Mimi Ward MA, CALP
Multi-sensory structured language education is a method of teaching reading, writing and spelling to students with dyslexia or other language based learning differences. The Orton Gillingham approach is a type of multi-sensory structured language instruction. Both MSLE and OG are multi-sensory in the sense that the teacher presents all material in a simultaneous, multi-sensory way. The teacher must engage at least two of the students senses at the same time. Instruction begins with the sounds of the English language (phonemes) and the symbols that represent them (graphemes or letters), moving next to syllables and meaningful parts of words (morphemes--prefixes, roots, suffixes) and on to sentence then paragraph structure and finally discourse organization. Multi-sensory structured language education is the gold standard for teaching children who struggle with reading and writing.

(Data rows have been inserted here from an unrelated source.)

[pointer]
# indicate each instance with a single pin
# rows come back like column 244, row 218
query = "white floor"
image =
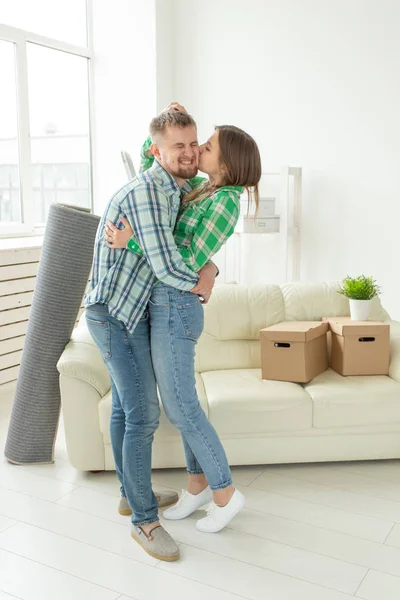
column 309, row 532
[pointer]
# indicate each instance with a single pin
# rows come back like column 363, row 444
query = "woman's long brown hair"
column 240, row 156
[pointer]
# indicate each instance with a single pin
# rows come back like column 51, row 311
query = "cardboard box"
column 359, row 347
column 294, row 351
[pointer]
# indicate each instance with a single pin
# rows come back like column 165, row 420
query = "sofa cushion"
column 165, row 431
column 353, row 401
column 240, row 402
column 232, row 322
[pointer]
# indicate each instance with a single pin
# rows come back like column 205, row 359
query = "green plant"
column 359, row 288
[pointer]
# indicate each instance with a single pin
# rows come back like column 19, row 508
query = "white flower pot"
column 360, row 309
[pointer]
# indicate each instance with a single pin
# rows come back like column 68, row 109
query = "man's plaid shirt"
column 124, row 280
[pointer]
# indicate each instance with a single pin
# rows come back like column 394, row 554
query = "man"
column 120, row 289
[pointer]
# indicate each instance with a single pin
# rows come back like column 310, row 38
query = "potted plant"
column 360, row 291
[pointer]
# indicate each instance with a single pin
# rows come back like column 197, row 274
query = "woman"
column 207, row 218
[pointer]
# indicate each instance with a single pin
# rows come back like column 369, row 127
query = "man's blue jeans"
column 135, row 407
column 176, row 321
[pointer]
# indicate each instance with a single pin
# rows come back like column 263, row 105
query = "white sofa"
column 260, row 422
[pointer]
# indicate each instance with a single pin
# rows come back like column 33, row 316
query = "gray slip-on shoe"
column 158, row 543
column 165, row 499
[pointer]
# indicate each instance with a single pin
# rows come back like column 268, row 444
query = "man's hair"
column 171, row 118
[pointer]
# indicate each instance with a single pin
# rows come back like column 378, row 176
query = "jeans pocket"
column 192, row 317
column 100, row 331
column 159, row 299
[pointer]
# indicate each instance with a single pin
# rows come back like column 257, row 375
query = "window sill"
column 20, row 243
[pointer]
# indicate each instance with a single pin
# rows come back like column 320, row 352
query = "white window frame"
column 21, row 38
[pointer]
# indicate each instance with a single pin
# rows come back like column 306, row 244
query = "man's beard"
column 185, row 172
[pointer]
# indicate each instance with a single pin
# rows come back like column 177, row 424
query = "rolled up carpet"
column 63, row 273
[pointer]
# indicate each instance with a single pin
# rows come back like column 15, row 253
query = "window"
column 45, row 150
column 10, row 198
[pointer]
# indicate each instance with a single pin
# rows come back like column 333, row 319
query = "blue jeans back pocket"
column 192, row 317
column 100, row 331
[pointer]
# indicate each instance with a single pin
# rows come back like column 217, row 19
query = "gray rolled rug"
column 64, row 268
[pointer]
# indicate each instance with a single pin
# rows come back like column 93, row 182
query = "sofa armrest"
column 81, row 359
column 84, row 381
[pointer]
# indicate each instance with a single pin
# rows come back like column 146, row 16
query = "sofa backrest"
column 236, row 313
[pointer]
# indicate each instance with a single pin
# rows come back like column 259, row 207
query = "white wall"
column 317, row 84
column 124, row 39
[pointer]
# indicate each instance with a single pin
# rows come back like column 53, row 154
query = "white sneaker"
column 187, row 504
column 219, row 516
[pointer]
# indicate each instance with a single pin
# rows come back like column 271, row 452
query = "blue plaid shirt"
column 124, row 280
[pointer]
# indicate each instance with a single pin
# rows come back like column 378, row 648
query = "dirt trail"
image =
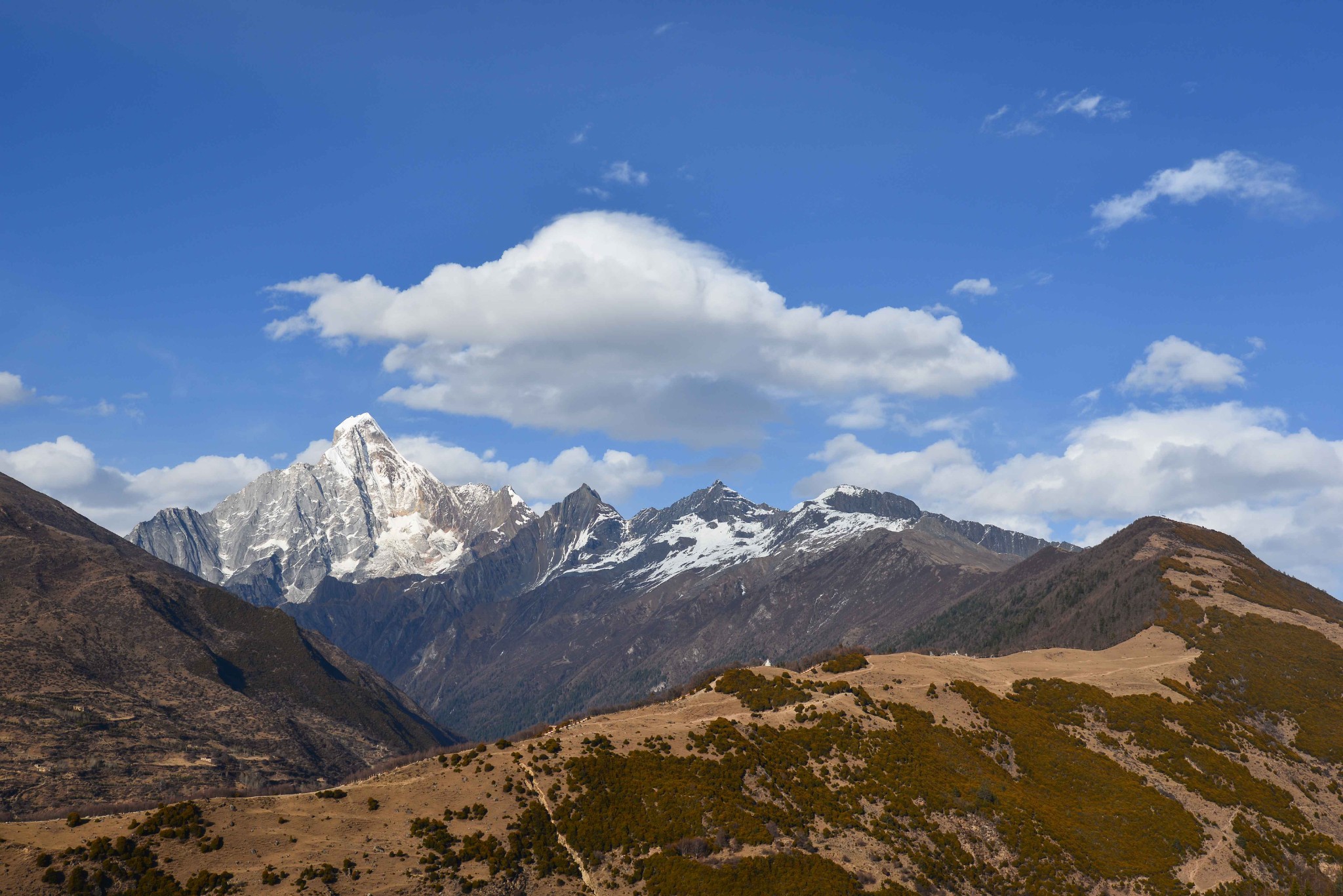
column 574, row 853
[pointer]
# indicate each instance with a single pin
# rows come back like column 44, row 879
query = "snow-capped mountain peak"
column 363, row 511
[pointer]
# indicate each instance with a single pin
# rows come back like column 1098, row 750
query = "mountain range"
column 125, row 679
column 493, row 617
column 1194, row 747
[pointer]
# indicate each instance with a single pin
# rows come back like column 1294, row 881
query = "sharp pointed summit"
column 363, row 511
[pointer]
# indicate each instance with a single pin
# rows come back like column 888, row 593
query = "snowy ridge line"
column 367, row 512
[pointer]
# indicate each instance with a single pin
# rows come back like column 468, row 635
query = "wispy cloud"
column 622, row 172
column 980, row 286
column 1030, row 120
column 1089, row 105
column 12, row 390
column 1262, row 183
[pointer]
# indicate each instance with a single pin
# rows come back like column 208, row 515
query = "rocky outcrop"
column 361, row 512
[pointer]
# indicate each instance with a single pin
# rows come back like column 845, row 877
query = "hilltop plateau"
column 1201, row 752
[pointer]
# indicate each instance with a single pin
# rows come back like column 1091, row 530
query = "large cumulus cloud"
column 617, row 322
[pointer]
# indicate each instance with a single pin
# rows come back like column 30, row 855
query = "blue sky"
column 164, row 165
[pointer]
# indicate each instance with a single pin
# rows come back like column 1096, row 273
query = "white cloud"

Multi-sensory language education must be systematic and cumulative. The organization of materials must follow a logical order of language and be taught in a systematic way. I use the Take Flight curriculum created be the Scottish Rite Hospital in Fort Worth, Texas to insure my students begin with the most basic elements of language, the sound symbol connection, and progress to more difficult material. Each lesson is cumulative because each subsequent step must be based on elements already mastered by the student. Systematic review assures that the student has mastered material presented earlier.
Multi-sensory structured language education relies on direct and explicit instruction of all concepts. This direct/explicit instruction is always diagnostic and prescriptive. That is to say that when I teach a students I am continually assessing or diagnosing the individual needs of that specific student and addressing the student's particular needs at that moment, or in other words, prescribing what should be worked on next. This particular aspect of multi-sensory education--that it is diagnostic and prescriptive-- is the aspect which differentiates dyslexia therapy in a one-on-one therapeutic setting from a small-group school setting.
In a therapeutic setting, I work one-on-one with students. Focussing on one child at a time allows me to be flexible and exclusively address that specific student's cognitive and emotional needs at that moment. This is different than a small group setting where the therapist needs to meet the needs of several children at a time. One-on-one is the most efficient use of the student's time and parent's resources.